Actuary Job Description:
Actuaries are trained to measure and manage risk. Actuaries are seen as technical experts who work with mortality tables and use statistics every day - and have no personalities. The movie "About Schmidt" with Jack Nicholson perpetuated that stereotype. Naturally, there are different actuaries and different roles.
Most actuaries work for insurance companies or consulting firms. My career in actuary is nontraditional. I work in the field, helping advisors who sell life insurance increase their revenue. That involves coaching, training/education and support on actual cases.
Can you describe your steps in pursuing an actuarial career?
I wasn't sure what I wanted to become when I entered the university in 1980. Luckily, the first year courses were general study at the University of Western Ontario. Toward the end of the first year, I attended an open house where I first learned of Actuarial Science.
Here's what I liked: helping people (which is what insurance does), upward career mobility (some actuaries become presidents of their companies), paid study time (none of the low-paid, long-hour articling faced by law grads and accounting grads) and great compensation.
I registered in an actuarial program which helped prepare me for the first few of 10 standardized actuarial examinations administered by the Society of Actuaries, based in Chicago. I had passed three exams when I graduated and joined Metropolitan Life in Ottawa. I continued my exams and eventually finished.
After five exams, I became an Associate of the Society of Actuaries, and later a Fellow. I've spent over 20 years designing/pricing life and health insurance products, developing illustration projection systems to make products tangible for consumers, creating marketing material, writing/editing policy contracts, negotiating, managing/mentoring staff, giving presentations, and, most recently, providing field support to advisors. As you can see, there's plenty of variety and opportunity for upward movement.

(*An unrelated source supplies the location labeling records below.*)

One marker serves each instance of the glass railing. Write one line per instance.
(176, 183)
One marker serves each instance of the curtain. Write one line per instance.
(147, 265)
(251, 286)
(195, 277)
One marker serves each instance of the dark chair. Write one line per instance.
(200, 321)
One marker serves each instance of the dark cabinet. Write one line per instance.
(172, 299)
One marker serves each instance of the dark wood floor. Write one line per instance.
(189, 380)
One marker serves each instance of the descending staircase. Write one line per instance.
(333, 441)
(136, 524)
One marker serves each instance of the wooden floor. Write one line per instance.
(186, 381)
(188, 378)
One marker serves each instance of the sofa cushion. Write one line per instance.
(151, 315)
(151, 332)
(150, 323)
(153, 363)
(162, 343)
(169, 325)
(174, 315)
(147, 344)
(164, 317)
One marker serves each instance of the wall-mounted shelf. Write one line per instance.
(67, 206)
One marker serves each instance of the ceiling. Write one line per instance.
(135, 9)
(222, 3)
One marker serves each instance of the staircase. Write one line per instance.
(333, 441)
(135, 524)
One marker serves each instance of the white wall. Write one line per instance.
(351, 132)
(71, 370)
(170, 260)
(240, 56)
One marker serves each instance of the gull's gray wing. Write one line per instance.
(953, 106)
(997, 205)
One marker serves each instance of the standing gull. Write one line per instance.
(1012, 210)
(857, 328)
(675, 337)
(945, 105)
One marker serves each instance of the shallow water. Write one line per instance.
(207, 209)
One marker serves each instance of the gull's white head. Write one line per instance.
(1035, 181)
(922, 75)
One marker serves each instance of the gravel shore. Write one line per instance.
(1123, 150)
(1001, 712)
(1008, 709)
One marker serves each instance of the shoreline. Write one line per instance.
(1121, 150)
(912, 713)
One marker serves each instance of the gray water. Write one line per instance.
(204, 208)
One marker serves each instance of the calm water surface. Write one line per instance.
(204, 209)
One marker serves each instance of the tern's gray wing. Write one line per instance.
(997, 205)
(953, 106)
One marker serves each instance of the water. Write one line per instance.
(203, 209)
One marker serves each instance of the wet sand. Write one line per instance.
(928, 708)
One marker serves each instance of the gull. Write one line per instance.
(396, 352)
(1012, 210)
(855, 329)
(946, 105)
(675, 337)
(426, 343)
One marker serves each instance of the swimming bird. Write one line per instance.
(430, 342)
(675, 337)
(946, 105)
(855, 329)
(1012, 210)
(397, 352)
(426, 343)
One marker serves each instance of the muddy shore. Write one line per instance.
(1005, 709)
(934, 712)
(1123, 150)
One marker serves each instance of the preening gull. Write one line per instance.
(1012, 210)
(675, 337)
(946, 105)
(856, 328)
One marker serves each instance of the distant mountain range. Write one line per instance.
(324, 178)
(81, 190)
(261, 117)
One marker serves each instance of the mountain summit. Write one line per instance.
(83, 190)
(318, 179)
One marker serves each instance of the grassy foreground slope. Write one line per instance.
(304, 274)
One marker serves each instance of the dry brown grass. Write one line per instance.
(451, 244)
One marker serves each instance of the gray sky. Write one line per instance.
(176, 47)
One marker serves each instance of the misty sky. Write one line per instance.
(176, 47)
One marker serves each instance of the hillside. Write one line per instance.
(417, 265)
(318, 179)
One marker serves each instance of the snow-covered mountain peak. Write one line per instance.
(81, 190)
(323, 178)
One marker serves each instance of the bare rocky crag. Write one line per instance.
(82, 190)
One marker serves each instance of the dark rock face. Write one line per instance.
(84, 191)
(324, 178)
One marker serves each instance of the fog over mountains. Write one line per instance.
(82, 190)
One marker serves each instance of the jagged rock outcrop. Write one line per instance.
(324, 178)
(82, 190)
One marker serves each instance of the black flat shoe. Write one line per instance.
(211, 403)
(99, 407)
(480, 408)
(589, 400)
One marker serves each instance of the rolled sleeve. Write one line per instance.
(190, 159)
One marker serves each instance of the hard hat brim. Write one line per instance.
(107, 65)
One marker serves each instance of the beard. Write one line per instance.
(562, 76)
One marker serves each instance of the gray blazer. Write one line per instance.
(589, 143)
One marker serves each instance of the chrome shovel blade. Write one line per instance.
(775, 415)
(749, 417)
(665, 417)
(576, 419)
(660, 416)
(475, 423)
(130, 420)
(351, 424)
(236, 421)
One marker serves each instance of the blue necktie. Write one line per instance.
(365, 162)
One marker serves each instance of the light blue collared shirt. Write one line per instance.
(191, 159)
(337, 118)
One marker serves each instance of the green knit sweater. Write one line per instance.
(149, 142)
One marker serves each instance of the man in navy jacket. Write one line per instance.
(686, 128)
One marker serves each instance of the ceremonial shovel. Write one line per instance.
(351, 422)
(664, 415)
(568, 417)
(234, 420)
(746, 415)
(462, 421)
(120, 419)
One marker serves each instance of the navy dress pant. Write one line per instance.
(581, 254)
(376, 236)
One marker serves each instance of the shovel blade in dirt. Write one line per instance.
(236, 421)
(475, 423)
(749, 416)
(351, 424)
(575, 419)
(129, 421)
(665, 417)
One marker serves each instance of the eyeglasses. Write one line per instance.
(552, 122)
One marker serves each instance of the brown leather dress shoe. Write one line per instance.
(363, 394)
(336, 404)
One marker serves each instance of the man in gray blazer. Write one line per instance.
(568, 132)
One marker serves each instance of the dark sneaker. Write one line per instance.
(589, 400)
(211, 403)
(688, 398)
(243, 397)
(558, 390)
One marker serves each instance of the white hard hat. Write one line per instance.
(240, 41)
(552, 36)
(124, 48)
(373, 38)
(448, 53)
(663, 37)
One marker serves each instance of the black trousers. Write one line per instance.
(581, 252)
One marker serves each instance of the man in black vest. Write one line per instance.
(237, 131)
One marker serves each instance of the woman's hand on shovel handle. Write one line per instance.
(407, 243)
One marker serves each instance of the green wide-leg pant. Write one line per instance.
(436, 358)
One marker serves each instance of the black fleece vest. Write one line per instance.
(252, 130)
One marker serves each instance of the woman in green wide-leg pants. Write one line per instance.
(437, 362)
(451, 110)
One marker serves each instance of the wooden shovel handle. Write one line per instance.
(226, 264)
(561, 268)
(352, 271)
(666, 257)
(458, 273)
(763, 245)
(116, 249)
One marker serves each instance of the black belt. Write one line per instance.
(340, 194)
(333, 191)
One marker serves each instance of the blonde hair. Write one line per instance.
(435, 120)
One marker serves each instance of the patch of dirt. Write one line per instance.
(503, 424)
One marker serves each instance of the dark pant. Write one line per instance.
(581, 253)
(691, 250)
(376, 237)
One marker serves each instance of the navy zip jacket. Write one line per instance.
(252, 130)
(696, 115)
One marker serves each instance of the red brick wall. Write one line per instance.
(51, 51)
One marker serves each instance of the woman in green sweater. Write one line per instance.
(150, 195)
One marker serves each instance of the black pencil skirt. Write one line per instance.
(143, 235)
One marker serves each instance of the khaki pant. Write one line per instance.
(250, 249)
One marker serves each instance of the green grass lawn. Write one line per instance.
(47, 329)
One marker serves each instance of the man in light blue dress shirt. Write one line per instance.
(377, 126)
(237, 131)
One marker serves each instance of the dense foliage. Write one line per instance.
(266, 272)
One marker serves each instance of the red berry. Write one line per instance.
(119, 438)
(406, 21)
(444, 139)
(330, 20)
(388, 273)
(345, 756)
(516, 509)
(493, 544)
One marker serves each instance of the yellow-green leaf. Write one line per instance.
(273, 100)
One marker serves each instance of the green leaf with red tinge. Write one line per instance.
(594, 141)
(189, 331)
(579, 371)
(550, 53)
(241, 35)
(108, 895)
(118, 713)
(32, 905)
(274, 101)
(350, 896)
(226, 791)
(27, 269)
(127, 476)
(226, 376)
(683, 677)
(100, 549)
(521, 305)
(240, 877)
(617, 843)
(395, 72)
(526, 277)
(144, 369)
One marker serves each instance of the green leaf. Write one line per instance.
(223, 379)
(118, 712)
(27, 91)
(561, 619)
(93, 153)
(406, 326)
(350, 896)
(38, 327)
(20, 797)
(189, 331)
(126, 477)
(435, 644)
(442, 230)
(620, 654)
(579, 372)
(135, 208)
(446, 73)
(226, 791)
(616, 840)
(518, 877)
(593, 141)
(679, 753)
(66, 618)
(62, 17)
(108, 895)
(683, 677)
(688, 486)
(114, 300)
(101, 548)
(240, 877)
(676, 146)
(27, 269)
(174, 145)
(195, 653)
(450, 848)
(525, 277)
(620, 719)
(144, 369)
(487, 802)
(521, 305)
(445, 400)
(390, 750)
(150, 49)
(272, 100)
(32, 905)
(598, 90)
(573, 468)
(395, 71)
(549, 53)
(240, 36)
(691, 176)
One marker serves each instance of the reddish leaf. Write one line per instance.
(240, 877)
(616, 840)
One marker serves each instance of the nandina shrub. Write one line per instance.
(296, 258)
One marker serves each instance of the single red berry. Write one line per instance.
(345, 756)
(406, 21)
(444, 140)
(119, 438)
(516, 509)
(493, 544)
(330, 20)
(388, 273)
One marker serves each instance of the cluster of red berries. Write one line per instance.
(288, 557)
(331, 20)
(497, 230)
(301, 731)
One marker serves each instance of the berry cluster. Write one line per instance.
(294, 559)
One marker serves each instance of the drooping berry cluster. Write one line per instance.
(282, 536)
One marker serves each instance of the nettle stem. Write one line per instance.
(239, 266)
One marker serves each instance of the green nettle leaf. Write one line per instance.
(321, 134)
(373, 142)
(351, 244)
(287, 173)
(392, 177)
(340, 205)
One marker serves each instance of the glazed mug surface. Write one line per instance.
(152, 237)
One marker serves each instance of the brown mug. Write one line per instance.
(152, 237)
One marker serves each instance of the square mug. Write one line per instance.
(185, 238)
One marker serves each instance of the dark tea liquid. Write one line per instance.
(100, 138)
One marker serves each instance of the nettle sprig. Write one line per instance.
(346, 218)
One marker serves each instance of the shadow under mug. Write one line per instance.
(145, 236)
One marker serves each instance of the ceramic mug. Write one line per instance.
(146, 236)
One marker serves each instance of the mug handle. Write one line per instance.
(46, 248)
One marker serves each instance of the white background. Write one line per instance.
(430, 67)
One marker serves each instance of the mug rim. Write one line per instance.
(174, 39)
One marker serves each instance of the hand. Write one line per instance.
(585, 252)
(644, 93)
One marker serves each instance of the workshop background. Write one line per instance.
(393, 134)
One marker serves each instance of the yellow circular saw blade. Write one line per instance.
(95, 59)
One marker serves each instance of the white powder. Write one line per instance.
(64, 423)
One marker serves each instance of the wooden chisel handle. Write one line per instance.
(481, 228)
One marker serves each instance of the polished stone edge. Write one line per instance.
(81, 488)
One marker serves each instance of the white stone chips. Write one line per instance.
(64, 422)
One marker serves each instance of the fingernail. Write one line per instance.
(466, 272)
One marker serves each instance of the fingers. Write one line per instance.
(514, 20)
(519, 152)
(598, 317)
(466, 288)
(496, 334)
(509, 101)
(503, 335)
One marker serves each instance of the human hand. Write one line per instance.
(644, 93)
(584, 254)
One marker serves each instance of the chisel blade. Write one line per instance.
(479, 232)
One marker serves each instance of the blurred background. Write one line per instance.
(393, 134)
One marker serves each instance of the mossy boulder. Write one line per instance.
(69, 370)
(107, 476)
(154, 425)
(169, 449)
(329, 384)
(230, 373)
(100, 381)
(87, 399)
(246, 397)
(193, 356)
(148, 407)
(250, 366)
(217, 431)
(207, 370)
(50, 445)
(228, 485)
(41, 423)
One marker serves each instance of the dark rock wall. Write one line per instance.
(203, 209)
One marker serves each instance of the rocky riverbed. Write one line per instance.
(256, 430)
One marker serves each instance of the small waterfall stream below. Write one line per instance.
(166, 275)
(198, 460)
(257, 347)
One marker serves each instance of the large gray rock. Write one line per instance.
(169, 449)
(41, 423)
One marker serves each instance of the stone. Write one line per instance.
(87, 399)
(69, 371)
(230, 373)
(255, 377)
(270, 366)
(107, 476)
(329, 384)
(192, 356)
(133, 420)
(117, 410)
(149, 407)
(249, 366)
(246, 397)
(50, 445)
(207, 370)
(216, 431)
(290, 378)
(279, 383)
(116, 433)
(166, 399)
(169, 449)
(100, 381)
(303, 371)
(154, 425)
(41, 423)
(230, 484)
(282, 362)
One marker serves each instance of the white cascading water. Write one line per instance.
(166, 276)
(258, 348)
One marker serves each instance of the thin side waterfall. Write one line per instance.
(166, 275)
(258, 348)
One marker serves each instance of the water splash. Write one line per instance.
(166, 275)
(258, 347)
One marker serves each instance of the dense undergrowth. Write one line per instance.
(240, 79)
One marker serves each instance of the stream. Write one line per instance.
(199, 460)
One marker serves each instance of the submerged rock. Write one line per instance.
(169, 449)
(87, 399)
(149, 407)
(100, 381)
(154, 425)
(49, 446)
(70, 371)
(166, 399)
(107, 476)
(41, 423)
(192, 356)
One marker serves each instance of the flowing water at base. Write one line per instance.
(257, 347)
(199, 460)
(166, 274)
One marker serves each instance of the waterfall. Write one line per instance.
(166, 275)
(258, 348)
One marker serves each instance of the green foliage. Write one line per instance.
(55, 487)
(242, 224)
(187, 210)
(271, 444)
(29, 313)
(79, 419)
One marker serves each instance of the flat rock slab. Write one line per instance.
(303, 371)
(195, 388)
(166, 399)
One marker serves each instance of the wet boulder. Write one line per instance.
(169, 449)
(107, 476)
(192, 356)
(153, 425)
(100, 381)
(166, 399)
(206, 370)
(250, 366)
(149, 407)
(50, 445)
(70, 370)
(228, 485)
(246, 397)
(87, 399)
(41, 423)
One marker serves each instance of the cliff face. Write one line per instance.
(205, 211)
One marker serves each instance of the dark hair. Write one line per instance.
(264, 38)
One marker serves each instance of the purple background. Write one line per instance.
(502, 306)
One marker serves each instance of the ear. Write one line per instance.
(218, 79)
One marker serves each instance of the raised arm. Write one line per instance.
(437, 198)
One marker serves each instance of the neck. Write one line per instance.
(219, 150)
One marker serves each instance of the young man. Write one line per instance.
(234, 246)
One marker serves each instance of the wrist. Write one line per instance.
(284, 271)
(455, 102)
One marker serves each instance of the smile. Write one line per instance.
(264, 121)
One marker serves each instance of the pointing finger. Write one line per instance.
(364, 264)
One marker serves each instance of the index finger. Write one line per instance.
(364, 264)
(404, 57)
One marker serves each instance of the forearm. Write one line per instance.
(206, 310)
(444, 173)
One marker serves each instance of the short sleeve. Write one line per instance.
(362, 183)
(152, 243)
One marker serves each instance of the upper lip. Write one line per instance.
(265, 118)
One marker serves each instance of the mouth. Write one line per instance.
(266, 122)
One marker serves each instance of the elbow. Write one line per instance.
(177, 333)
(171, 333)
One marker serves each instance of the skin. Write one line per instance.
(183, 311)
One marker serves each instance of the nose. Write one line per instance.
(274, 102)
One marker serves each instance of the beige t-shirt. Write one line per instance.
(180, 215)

Do you recall any humorous or memorable moments from your actuarial jobs?
There's nothing funny about actuarial work!!! Haven't you seen the movie "About Schmidt?"
I soon realized that becoming an actuary made me think like other actuaries. This happens with other professions too. So I started spending more time with "normal" people and focusing on developing skills in communications, project management and presentation. Broadening your skill set makes work more interesting, and more valuable.
What are some reasons to pursue an actuarial career?
I wanted to do something that would make the world better. Actuaries balance the concerns of four parties: consumers (who buy the products), regulators (who want to ensure the insurance companies stay solvent), employers (who want to make a profit) and shareholders (who expect a return on their investment). Actuaries work with complexity and we have a responsibility to balance the goals; that resonated with me.
What advice would you give to those seeking actuary jobs?
I'll repeat the advice that I was given by Linden Cole, the Director of Education for the Society of Actuaries, before I started my career: find something you like doing. Then find someone who will pay you for doing that. You'll have a happy life. I'll add that a working career can last 30 to 40 years. Can you really see yourself doing similar work the whole time? Develop a range of skills and interests so that you can evolve as the world does.
What is the outlook for actuarial jobs these days?
Risk abounds. Actuaries are uniquely qualified to measure and manage risk. So the outlook for actuarial jobs looks good. The latest Jobs Rated Almanac (6th Ed) rates actuary jobs as #2 (after biologist). Actuary jobs have been ranked #1 twice and #2 three times. The lowest ranking is #4. That's saying something.
What factors could affect actuary salaries?
The usual factors affect an actuary salary: experience, location and demand. There are tremendous opportunities in nontraditional areas such as financial planning, helping reduce financial risks for families and businesses.
For an actuary salary, larger cities pay more (more competition, higher cost of living, lower quality of life). Actuaries do work as consultants and "should" be paid more than employees. Smaller companies tend to pay a higher actuary salary and have better benefits (but are also more demanding).
An actuarial recruiter would know better. I generally haven't talked to them, as I've been happy with the opportunities I had. Most of my career was at a smaller company, National Life of Canada, with about 375 employees, where I reported to a Senior VP and Chief Actuary who reported to the President. So I had lots of scope, saw "the big picture" and became what I am.